Moving forward, #BenInNature will highlight a previously posted nature update every Saturday and Sunday, but don't fret fans! New updates will continue to be posted Monday - Friday! The following post was originally published March 30, 2020.

At first glance, these photos might look like I just found some twigs that got stuck together ... and that's exactly what the caddisfly wants you to think. Caddisflies (order Trichoptera) are a large group of insects that spend their larval stage underwater. As adults they resemble small moths, and with good reason; they're closely related to moths and butterflies. The adults are also known as "sedgeflies," and most fly fishermen probably have a few flies in their tackle box designed to resemble adult caddisflies. Within the order Trichoptera, there are two suborders: Integripalpia and Annulipalpia. Annulipalpia larvae produce silk and create a fixed cocoon-like structure; they hide inside this structure and wait for food to float past the opening. Integripalpia (of which the pictured caddisfly larva is a member) are go-getters; they spin a silk casing and carry it around with them, often attaching sticks, leaves, grains of sand and other debris to the casing to help it blend in to the surrounding stream bed.

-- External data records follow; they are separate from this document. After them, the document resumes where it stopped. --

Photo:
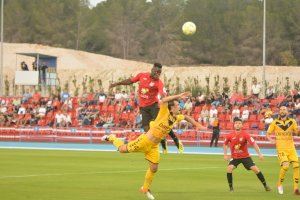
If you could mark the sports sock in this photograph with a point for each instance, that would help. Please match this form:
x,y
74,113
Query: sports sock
x,y
116,142
282,173
163,143
229,179
262,179
175,139
296,177
148,179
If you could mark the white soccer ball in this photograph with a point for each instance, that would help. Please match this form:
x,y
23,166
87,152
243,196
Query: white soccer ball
x,y
188,28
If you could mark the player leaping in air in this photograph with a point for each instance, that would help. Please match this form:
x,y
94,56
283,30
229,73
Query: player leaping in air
x,y
169,114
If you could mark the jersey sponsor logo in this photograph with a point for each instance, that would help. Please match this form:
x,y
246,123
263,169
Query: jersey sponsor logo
x,y
284,127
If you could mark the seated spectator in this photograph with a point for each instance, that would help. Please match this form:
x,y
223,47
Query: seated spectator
x,y
188,106
270,92
26,96
245,113
41,111
267,119
204,115
64,96
24,66
235,112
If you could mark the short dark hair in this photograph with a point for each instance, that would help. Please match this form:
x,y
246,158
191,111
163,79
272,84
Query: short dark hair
x,y
237,119
158,65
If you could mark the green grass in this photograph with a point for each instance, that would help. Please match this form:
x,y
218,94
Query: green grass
x,y
75,175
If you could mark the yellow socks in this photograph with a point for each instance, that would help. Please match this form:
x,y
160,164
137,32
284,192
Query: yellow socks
x,y
148,179
296,177
282,174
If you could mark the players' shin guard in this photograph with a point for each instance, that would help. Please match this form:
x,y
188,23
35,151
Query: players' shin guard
x,y
296,174
262,179
175,139
282,172
148,179
229,179
116,141
163,143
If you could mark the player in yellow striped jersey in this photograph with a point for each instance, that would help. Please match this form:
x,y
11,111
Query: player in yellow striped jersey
x,y
284,128
147,143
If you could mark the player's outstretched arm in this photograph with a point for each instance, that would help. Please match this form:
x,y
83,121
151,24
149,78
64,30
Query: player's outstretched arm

Caddisfly larva don't just grab anything they see to incorporate into their mobile homes, however; the specific types of debris they attach to their silk cases are determined by their genetic makeup, meaning that you can identify a caddisfly larva down to its family or even genus just based on the construction of its protective casing. If you're poking around in your nearest creek and you find a bunch of caddisflies, consider it a good sign. They're sensitive to water pollution, so if you can find caddisflies, chances are good that you have a healthy creek. #BenInNature

ABOUT #BenInNature
Social distancing can be difficult, but it presents a great opportunity to become reacquainted with nature. In this series of posts, Administrator of Science Ben Williams ventures outdoors to record a snapshot of the unique sights that can be found in the natural world. New updates are posted Monday - Friday, with previous posts highlighted on the weekends.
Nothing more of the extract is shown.